Confused about loss.data[0]


(Karl Tum) #1

Hi,

When I saw some demo codes:

            outputs = model(inputs)
            _, preds = torch.max(outputs.data, 1)
            loss = criterion(outputs, labels)
            # backward + optimize only if in training phase
            if phase == 'train':
                loss.backward()
                optimizer.step()
            # statistics
            running_loss += loss.data[0]

If we would like to extract the loss tensor from loss variable, why not use loss.data?

What does loss.data[0] mean here?


(Thomas V) #2

Hi,

There is:

  • loss the Variable,
  • loss.data the (presumably size 1) Tensor,
  • loss.data[0] the (python) float at position 0 in the tensor.

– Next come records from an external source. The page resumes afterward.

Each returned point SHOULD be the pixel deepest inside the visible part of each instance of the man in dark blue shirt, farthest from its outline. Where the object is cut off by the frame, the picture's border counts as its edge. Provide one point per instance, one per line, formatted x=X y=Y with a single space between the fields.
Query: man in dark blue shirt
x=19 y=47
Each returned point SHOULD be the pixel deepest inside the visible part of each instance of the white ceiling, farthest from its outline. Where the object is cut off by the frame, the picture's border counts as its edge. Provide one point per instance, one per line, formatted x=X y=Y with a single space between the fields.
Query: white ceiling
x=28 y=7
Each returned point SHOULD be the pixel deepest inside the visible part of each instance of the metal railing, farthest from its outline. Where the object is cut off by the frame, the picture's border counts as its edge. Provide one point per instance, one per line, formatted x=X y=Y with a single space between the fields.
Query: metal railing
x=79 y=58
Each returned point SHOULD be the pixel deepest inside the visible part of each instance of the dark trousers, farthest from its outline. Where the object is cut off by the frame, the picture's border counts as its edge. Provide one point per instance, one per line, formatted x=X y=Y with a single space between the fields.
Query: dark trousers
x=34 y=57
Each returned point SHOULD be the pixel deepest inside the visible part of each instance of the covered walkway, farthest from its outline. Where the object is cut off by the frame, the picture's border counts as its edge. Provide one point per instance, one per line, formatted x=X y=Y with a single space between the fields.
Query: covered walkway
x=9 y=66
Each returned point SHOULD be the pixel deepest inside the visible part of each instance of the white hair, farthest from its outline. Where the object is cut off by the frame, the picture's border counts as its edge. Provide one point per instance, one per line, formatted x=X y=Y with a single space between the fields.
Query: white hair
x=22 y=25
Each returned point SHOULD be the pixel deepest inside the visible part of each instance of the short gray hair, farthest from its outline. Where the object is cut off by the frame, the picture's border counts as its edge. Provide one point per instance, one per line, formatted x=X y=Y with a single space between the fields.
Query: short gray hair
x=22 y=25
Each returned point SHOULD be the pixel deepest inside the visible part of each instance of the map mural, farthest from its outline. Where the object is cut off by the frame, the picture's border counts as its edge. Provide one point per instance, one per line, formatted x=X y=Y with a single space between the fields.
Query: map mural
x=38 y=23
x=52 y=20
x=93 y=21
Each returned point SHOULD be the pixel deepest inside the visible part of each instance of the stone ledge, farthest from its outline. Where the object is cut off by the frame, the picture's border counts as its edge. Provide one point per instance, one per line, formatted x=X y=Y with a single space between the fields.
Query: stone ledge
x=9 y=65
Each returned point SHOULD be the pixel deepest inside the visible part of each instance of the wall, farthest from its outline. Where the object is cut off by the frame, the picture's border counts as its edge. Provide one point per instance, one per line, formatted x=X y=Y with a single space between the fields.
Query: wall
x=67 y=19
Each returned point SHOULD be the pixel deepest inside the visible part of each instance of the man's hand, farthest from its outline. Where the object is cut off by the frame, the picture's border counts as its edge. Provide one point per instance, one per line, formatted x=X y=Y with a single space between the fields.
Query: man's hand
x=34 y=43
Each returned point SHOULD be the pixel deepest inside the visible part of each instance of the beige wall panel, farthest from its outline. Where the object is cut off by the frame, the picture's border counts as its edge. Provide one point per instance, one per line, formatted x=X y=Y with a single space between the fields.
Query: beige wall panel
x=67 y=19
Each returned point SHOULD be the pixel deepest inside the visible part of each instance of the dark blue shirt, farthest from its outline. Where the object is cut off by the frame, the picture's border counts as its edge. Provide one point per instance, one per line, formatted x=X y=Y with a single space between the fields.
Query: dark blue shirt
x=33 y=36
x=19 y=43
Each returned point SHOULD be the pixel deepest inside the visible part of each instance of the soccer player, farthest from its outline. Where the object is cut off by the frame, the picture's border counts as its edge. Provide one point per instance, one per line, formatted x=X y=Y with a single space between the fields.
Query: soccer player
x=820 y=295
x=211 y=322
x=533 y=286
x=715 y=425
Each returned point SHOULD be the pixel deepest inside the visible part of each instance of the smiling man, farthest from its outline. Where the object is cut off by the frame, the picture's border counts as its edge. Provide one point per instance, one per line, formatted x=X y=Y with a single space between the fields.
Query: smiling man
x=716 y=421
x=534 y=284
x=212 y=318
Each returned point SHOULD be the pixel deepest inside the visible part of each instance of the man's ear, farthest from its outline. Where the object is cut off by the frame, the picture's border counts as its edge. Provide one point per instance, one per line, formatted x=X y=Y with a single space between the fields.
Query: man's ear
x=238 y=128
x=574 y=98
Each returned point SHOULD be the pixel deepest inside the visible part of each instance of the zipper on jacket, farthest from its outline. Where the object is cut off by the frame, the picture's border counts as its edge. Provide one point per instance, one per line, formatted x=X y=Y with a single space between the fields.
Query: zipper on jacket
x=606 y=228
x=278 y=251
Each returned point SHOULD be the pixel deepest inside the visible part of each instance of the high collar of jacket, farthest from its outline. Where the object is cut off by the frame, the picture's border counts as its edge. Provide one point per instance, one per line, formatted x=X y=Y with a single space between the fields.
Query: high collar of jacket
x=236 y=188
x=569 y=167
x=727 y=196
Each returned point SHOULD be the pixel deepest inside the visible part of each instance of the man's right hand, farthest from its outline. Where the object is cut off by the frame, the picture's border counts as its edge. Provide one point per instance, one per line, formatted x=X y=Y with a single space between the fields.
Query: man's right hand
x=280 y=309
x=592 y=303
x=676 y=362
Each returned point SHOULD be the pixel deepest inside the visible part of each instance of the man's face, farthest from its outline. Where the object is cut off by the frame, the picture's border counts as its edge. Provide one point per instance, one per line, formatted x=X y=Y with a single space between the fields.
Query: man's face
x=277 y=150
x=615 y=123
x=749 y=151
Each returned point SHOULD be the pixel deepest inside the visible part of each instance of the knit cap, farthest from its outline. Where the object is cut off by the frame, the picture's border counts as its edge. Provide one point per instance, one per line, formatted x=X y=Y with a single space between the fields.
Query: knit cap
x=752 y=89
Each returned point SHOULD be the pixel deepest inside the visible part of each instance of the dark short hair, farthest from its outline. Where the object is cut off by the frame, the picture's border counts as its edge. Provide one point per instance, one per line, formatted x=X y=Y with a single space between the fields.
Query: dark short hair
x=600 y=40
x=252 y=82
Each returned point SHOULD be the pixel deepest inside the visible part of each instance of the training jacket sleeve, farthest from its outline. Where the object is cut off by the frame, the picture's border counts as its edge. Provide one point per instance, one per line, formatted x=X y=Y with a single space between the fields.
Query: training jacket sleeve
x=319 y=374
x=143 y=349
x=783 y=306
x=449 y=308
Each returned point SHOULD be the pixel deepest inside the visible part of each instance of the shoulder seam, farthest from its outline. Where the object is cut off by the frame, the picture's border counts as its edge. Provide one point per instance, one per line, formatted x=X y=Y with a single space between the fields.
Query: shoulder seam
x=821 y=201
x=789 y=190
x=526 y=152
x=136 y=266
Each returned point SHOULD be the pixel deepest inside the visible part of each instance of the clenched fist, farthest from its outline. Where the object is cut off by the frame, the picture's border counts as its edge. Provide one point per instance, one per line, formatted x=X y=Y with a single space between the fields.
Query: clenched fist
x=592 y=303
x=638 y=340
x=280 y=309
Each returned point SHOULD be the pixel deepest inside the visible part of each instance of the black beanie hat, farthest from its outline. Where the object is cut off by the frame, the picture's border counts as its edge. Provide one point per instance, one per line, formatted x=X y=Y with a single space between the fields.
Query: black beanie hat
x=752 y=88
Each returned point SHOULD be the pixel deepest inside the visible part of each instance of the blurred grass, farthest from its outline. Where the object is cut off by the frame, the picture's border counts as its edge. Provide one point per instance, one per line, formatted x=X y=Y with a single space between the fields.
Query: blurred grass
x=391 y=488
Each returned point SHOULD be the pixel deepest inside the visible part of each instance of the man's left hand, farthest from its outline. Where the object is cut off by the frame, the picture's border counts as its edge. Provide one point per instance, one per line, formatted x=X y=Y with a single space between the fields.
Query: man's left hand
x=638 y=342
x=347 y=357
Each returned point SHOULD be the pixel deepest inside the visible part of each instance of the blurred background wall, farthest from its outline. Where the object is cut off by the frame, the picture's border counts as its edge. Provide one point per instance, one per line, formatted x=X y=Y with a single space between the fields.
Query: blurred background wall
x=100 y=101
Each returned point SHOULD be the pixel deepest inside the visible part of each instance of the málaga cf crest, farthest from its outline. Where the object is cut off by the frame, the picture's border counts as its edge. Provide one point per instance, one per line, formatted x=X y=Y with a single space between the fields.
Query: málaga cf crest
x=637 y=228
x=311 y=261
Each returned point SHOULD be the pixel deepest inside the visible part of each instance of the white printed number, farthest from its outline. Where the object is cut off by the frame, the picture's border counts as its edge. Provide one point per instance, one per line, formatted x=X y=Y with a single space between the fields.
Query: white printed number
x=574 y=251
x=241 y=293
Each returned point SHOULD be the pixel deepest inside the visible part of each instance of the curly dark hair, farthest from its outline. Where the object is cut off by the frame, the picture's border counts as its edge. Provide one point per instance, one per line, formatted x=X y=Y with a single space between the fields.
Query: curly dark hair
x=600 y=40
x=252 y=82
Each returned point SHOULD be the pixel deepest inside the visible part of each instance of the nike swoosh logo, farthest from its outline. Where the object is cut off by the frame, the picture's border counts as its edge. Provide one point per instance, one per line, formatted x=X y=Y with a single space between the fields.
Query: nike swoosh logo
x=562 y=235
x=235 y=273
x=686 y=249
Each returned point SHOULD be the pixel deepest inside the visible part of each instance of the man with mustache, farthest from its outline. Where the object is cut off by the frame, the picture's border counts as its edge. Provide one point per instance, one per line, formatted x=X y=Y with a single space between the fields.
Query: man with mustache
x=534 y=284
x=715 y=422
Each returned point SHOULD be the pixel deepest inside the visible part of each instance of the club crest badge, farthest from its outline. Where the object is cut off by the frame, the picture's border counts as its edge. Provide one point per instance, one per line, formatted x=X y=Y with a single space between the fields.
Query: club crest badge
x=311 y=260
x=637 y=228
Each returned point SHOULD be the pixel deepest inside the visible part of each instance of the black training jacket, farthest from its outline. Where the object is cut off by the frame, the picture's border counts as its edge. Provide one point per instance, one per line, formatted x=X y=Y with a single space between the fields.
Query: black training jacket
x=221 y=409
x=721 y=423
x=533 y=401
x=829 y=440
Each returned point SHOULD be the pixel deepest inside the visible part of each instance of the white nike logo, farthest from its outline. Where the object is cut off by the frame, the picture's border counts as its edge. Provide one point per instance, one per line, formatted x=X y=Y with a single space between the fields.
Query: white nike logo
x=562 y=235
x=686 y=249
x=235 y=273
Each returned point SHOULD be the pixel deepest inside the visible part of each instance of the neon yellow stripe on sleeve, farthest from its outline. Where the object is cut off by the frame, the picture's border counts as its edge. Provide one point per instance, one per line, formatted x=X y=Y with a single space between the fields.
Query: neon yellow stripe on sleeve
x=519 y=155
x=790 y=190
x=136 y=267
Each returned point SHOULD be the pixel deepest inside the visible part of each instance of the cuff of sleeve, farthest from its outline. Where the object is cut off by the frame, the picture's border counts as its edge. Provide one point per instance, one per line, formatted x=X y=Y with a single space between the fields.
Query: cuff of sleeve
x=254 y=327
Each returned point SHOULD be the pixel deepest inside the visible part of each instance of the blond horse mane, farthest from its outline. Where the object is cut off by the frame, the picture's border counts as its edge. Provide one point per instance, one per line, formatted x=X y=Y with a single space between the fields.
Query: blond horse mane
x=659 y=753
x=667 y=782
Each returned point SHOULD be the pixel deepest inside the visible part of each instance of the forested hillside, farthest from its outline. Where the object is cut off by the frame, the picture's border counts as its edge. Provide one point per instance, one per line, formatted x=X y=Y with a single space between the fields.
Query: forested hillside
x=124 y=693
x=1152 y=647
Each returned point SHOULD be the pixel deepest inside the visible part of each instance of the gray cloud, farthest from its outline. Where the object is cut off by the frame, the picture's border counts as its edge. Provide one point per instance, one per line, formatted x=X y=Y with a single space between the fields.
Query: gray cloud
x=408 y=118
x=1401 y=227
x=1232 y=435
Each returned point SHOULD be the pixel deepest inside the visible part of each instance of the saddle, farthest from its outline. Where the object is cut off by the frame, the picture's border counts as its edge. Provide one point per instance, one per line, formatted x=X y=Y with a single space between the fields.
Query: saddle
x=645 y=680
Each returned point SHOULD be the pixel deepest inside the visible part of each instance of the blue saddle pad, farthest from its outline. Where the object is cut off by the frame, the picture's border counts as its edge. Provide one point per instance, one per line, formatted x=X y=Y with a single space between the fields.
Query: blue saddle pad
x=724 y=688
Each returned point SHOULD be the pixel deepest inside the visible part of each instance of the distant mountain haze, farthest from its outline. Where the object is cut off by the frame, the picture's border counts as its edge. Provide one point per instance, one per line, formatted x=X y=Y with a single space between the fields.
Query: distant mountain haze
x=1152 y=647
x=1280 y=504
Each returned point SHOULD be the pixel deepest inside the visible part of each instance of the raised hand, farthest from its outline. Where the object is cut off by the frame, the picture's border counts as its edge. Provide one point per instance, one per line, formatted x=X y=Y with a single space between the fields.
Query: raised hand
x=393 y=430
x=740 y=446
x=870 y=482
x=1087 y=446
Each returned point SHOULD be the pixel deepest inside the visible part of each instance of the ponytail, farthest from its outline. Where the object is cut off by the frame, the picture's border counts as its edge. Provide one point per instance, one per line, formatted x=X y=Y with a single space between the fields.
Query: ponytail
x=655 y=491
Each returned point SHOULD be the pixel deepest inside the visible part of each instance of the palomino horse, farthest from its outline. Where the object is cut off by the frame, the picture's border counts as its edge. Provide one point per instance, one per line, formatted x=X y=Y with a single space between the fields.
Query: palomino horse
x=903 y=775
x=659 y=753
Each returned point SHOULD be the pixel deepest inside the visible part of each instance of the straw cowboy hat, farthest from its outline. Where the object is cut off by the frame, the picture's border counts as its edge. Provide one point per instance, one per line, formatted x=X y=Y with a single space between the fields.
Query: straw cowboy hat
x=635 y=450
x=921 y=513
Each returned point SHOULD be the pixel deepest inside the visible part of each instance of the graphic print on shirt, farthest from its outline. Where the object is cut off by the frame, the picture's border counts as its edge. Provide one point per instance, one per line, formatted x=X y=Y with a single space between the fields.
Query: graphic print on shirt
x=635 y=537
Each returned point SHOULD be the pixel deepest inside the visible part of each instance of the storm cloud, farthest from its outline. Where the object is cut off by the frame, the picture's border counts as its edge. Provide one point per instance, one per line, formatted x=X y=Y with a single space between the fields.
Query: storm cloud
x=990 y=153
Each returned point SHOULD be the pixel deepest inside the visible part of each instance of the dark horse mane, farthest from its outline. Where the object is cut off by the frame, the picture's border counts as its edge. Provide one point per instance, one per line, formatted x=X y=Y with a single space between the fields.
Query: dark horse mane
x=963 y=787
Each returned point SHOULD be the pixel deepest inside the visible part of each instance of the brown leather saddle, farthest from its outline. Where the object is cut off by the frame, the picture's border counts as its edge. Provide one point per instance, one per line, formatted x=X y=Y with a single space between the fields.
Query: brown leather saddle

As such, by just using loss.data you would not run into the “keeping track over everything” problem (which would happen if you use loss and something is not volatile), but you would add torch tensors instead of just python numbers.

Best regards

Thomas


(Thomas V) #3

As the above still get’s likes:

Note that the above post is outdated.

Nowadays, with PyTorch >= 0.4 you have

  • loss the Tensor (which previously was the variable),
  • loss.data (shouldn’t be needed much anymore) which is roughly equivalent to loss.detach(), a Tensor which does not do tracing for derivatives anymore (you can use this to keep around but e.g. don’t want to move things off the GPU yet)
  • loss.item() the Python number contained in a 1-element tensor.

Best regards

Thomas


(Gabriel Chu) #4

So .item() can be used only for the condition that the tensor has only 1 element right? If the tensor has multiple elements, then .item() is not applicable?

Just to be clear, for the following case, which is a line copied from some outdated implementation, are we using detach() instead?

batch.trg.data[i, 0]

(Thomas V) #5

You can change that to batch.trg.detach()[i, 0] unless you do funny things with it afterwards. (But note that keeping it around will keep the storage of batch.trg around, not just the first column, same with .data.)
There also is .tolist() if you want to convert a tensor into a list (of lists).

Best regards

Thomas